Born in Dresden, Richter studied at the Kunstakademie there from 1951 to 1956. After leaving for West Germany in 1961, he continued his studies in Düsseldorf for another two years where he became close friends with Sigmar Polke and was exposed to American and British art that had only recently made its way to Europe, namely the work of the fledgling Pop artists.

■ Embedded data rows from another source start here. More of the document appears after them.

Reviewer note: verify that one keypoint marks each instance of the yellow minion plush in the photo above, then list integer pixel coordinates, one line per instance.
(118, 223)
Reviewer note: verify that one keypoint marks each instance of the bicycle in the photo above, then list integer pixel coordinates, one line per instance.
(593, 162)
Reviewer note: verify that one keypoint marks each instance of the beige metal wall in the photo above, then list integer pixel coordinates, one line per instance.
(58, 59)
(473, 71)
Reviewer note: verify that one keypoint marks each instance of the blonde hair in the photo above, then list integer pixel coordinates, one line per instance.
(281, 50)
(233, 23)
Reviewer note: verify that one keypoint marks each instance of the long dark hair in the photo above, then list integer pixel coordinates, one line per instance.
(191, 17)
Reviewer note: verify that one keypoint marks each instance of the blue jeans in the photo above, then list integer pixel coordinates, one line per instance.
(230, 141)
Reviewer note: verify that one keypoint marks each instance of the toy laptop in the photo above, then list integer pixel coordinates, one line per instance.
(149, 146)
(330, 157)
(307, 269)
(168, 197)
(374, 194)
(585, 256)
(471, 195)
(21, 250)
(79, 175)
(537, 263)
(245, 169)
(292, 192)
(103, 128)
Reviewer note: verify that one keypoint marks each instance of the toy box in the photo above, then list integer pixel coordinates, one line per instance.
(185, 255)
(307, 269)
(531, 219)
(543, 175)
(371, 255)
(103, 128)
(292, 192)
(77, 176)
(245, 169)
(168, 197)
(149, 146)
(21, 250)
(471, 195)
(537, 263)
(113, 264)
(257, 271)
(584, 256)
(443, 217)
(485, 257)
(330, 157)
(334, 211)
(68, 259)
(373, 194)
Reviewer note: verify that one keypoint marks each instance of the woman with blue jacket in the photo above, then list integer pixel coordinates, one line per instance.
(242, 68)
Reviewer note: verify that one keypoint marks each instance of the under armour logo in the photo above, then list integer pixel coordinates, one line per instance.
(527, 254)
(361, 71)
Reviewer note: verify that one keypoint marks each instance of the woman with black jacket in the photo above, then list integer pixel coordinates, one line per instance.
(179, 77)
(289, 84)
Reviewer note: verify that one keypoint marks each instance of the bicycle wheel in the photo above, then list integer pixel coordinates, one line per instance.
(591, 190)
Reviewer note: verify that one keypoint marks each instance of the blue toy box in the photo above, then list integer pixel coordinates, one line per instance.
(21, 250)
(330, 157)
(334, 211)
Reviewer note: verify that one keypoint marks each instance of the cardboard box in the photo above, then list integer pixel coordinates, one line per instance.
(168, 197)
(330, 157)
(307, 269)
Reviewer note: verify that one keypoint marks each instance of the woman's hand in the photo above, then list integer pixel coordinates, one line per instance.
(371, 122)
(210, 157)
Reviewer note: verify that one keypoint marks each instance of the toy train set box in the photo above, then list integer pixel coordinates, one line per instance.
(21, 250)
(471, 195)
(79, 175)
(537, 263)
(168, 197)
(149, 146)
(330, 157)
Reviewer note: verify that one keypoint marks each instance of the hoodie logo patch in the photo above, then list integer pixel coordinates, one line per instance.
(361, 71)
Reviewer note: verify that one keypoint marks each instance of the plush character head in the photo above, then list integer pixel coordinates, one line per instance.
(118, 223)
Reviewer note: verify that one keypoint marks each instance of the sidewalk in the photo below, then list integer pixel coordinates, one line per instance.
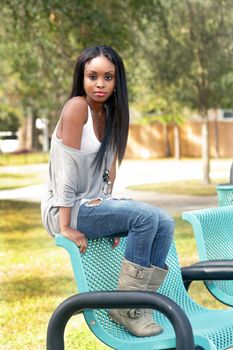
(133, 172)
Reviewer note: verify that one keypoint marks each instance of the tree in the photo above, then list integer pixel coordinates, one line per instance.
(193, 53)
(42, 40)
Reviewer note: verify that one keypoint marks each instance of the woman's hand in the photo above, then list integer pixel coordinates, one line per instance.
(77, 237)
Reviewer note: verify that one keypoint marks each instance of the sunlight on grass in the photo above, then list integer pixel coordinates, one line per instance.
(186, 187)
(22, 159)
(36, 276)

In response to this, the artist began to explore the nature of images, namely the blurred boundaries between photographs and painting. His breakthrough body of work from the early to mid-1960s took black and white photographs as the catalyst for a methodical analysis of this confluence. This marriage is evident in his landscape paintings like Kleine Treppe am Meer that, while not as interested in the objectivity or issues of memory his preceding pieces championed, look more toward the elements of pure abstraction that can be seen in everyday life and in the tones and colors of nature. However, rather than referencing the ideas of the sublime and those principles espoused by Caspar David Friedrich and others related to German Romanticism, Richter found an oddly meditative approach that could be entered by more analytical means. Dietmar Elger notes that “…the…landscapes are bereft of human life. The artist looks for and finds only loneliness. Here, as in the…candle paintings, the artistic mechanism of subjective appropriation and thematic displacement comes into play. Richter explores his own state of mind through a visual metaphor that he can examine from an art-historical distance” (D. Elger, Gerhard Richter: A Life in Painting, Chicago, 2010, p. 269). Drawing from his earlier works with photographic appropriation, Richter eschewed emotional, personal attachment to the image, and instead focused on a conceptually rigorous process that placed emphasis on ideas of image reproduction and how visual information is sent and received. Kleine Treppe am Meer [Small Staircase at the Seaside] is an important step on Richter’s artistic trajectory as subject matter and traditional composition begin to fade into pure color and form.